Sri Lanka’s working-age population peaked in 2005 and since then, it has been on a gradual decline. A young population is critical for the economic growth of a nation. But since Sri Lanka doesn’t have that luxury, it should set policies in motion to get the maximum out of its demographic transition.
Increase of retirement age and reforming some of the archaic labour laws could be one way to deal with the situation. Increasing female labour participation, as the World Bank report has pointed out, is another option Sri Lanka can utilize to prop up its working population.
Out of Sri Lanka’s total labour force of 6.67 million, only 36 percent is women. The level of women’s participation in the labour force had not shown any improvement during the last two decades.
Despite the fertility rates falling from 2.3 to two births per woman during the last two decades, it did not translate into a higher number of women entering the country’s
The World Bank report pointed out that this differs strikingly with the evolution of female labour force participation in many other countries, where a significant drop in the fertility rate resulted in increased female labour participation.
The lack of a support system—which includes workplace childcare facilities—flexible work arrangements and safe transport, are identified as main factors blocking increased female labour force participation.
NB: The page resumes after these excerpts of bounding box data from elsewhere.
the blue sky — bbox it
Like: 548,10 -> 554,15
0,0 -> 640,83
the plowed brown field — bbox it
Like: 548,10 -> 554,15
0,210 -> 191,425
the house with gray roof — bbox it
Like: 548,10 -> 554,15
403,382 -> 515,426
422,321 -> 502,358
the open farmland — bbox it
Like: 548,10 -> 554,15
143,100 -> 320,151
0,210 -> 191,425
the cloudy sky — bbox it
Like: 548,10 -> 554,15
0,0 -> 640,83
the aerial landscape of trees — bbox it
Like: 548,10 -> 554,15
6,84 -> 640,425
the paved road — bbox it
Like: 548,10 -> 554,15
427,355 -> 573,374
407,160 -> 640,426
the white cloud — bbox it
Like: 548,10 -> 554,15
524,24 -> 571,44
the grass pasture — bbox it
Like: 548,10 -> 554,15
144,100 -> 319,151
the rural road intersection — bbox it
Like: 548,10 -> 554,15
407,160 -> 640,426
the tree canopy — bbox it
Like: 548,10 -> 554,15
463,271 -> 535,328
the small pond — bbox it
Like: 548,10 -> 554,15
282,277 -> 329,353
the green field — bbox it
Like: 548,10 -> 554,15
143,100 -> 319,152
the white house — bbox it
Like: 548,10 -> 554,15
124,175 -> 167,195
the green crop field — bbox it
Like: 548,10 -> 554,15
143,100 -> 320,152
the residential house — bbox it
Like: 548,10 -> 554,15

According to the World Bank, closing the gender gap in labour force participation would buffer the impact coming from the reduction in the number of workers and could mitigate the impact of demographics on economic growth. Hence, the policies that enable the entry of more women into the labour market should be facilitated.
It is interesting to see how Sri Lanka’s demographics have reached the upper-middle-income status before the country’s economy graduates to that level from the current lower-middle-income status. As the World Bank report showed, by 2016, Sri Lanka’s fertility rate has fallen to two births per woman, bringing it closer to the fertility rate of 1.8 births per woman in upper-middle-income countries.
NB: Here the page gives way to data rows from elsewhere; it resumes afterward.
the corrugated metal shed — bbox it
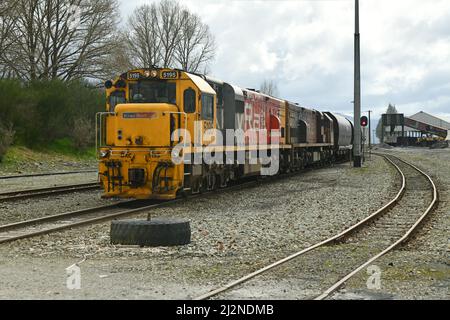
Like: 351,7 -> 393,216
408,111 -> 450,130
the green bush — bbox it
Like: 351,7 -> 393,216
0,80 -> 105,151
In comparison, the fertility rate of lower-middle-income countries stood at 2.8 births per woman. Also, Sri Lanka’s life expectancy, at over 75 years in 2016, is on par with the upper-middle-income countries.
Meanwhile, Sri Lanka’s public sector pension scheme, which remains the biggest attraction for a lot of people seeking public sector employment, is likely to struggle going forward to deliver its promises in the long term. The cost of the pension scheme is projected to increase in the coming years from the current cost of about 1.4 percent of GDP.
The Employees’ Provident Fund (EPF), the state-run private sector pension fund, will also play a limited role in financing the retirement for most workers.
As the World Bank report pointed out, the EPF benefits are too little and too early. Besides, the payment is given as a lump sum and many retirees exhaust the full balance within a few years.
At the same time, Sri Lanka’s healthcare system needs massive adjustments to deal with the demographic realities. Although Sri Lanka has a fairly robust healthcare system, it is yet to be adapted to the needs of the growing elderly population, the World Bank has pointed out.
The development lender has further said that Sri Lanka’s provision of elder care, including home-based care and institutional care, remains insufficient to address the growing demand for such care stemming from the demographic changes.
The government needs to do more in terms of elder care going forward while encouraging investments into the sector, thereby creating jobs.Having a large dependent population can cause serious slowdown in economic growth. Sri Lanka’s dependency ratio is projected to grow significantly from 51.2 percent in 2015 to 67.4 percent in 2050. Unless proper policies to tackle these demographic changes are drawn, Sri Lanka’s economic growth will be challenged in the medium to long term, as demographic factors are starting to have a larger impact on GDP growth.